Но Томас Андерсон тоже считает себя добропорядочным налогоплательщиком, неравнодушным соседом и программистом в респектабельной компании. (Конечно, он считает себя и гениальным хакером Нео – но и эта, «тайная» часть жизни скрыта от правоохранительных органов, а не от него самого.) В этом смысле мистер Андерсон видит реальность так же, как мы с вами. Именно поэтому ему так сложно принять тот факт, что мира, каким он знал его всю жизнь, не существует. В реальности Томас Андерсон, как и все человечество, находится в рабстве у суперкомпьютера, который использует людей в качестве источника энергии и поддерживает иллюзию жизни в его мозгу. Как неутешительно объясняет Морфеус,
«Матрица окружает нас повсюду. Она здесь даже прямо сейчас, в этой самой комнате. Когда ты выглядываешь из окна или включаешь телевизор, ты смотришь на Матрицу. Когда ты едешь на работу, идешь в церковь в воскресенье, заполняешь налоговую декларацию, ты ощущаешь Матрицу. Все это пыль, брошенная в глаза, чтобы ты не смог увидеть правду. А правда заключается в том, что ты раб, Нео. Мы все рабы, рожденные в темнице, о существовании которой даже не подозреваем. В темнице для разума».
Томаса Андерсона и его современников обманом заставляют верить в то, что они ведут полноценное существование, наполненное событиями. Но в реальности всю свою жизнь они проводят в крохотных капсулах, пока машины питаются их энергией. Когда Нео впервые видит, как обстоят дела, ему становится плохо, и он пытается вернуться к своей прошлой жизни в Матрице, пусть жизни искусственной. В своем порыве Нео не одинок: Сайфер так сильно хочет забыть ужасы реального мира, что решает предать свою команду в обмен на беззаботную жизнь в Матрице и возвращение в состояние сладкого неведения.

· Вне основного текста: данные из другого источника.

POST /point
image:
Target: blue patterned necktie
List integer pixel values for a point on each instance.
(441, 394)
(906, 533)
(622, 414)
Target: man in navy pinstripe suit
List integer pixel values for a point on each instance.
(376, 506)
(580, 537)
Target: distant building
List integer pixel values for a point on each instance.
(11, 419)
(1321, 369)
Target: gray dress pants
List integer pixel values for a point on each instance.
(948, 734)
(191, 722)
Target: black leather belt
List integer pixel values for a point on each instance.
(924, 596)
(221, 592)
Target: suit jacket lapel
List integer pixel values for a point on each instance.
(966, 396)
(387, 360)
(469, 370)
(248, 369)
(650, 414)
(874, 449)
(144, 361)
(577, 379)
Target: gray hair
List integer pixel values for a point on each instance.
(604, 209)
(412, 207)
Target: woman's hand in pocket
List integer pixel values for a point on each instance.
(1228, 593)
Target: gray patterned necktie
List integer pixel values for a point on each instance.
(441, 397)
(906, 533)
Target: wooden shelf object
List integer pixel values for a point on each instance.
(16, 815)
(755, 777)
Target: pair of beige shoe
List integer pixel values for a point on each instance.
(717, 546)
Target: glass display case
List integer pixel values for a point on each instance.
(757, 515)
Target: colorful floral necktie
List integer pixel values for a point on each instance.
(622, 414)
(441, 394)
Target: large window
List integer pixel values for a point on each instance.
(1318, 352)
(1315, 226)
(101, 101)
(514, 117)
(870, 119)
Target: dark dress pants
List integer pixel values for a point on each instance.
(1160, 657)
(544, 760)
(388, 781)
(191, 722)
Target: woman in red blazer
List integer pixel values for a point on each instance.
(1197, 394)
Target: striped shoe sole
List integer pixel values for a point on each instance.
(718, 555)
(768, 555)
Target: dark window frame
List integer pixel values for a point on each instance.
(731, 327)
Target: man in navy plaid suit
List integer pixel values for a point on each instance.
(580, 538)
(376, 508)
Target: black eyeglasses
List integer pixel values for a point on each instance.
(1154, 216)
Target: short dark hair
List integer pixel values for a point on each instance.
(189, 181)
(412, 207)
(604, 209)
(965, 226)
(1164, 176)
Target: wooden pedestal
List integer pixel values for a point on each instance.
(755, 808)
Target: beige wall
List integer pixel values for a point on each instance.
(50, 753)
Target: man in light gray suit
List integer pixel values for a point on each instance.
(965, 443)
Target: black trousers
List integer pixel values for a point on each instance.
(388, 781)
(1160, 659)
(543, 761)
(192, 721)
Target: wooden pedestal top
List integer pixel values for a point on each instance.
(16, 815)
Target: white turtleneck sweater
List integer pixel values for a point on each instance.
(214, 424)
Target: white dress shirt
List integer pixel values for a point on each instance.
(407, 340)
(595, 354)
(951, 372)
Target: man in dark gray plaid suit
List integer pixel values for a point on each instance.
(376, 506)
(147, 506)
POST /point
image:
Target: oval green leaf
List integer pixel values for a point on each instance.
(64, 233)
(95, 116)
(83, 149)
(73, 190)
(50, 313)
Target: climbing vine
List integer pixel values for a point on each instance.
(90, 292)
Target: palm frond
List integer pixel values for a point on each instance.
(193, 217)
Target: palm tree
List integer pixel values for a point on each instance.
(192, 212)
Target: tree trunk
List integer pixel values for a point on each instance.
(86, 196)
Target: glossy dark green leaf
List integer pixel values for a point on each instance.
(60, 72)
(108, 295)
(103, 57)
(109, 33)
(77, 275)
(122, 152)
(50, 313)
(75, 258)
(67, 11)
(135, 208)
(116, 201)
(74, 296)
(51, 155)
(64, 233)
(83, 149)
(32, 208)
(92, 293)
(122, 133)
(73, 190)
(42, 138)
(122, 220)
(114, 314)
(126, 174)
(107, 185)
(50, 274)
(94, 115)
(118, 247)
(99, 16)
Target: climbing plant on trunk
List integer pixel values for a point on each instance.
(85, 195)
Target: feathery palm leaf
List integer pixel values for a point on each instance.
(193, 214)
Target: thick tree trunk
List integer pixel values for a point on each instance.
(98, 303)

Некоторые философы не отрицали вероятность того, что все мы действительно живем в огромной иллюзии, подобной Матрице. Мы рассмотрим эту гипотезу, опираясь на труды западных мыслителей, и в особенности Рене Декарта. В конце мы вынуждены будем признать, что она основана на фундаментальной ошибке и представляет собой в лучшем случае метафизический бунт. Также мы порассуждаем о выборе Сайфера вернуться в Матрицу с моральной точки зрения и постараемся доказать, что его ошибочные моральные убеждения стали причиной неверной оценки главных этических вопросов.
Почему мы можем оказаться в Матрице: Злобный демон Рене Декарта
В философии гипотеза об иллюзорности нашего мира продвигается сторонниками скептицизма. Как считают скептики, мы не можем быть на 100 % уверены в том, что внешний мир существует. Следовательно, любые наши знания о мире можно подвергнуть сомнению, как когда-то подвергли сомнению свой мир главные герои «Матрицы». Практика показывает, что столь категоричный скептицизм привлекателен в основном для двух групп людей. Одна из них – подростки. Их отчаянные попытки бороться с абсолютным родительским авторитетом зачастую перетекают в метафизическую плоскость: «Ничто не является тем, чем кажется!», «Я единственный знаю, что на самом деле правда!».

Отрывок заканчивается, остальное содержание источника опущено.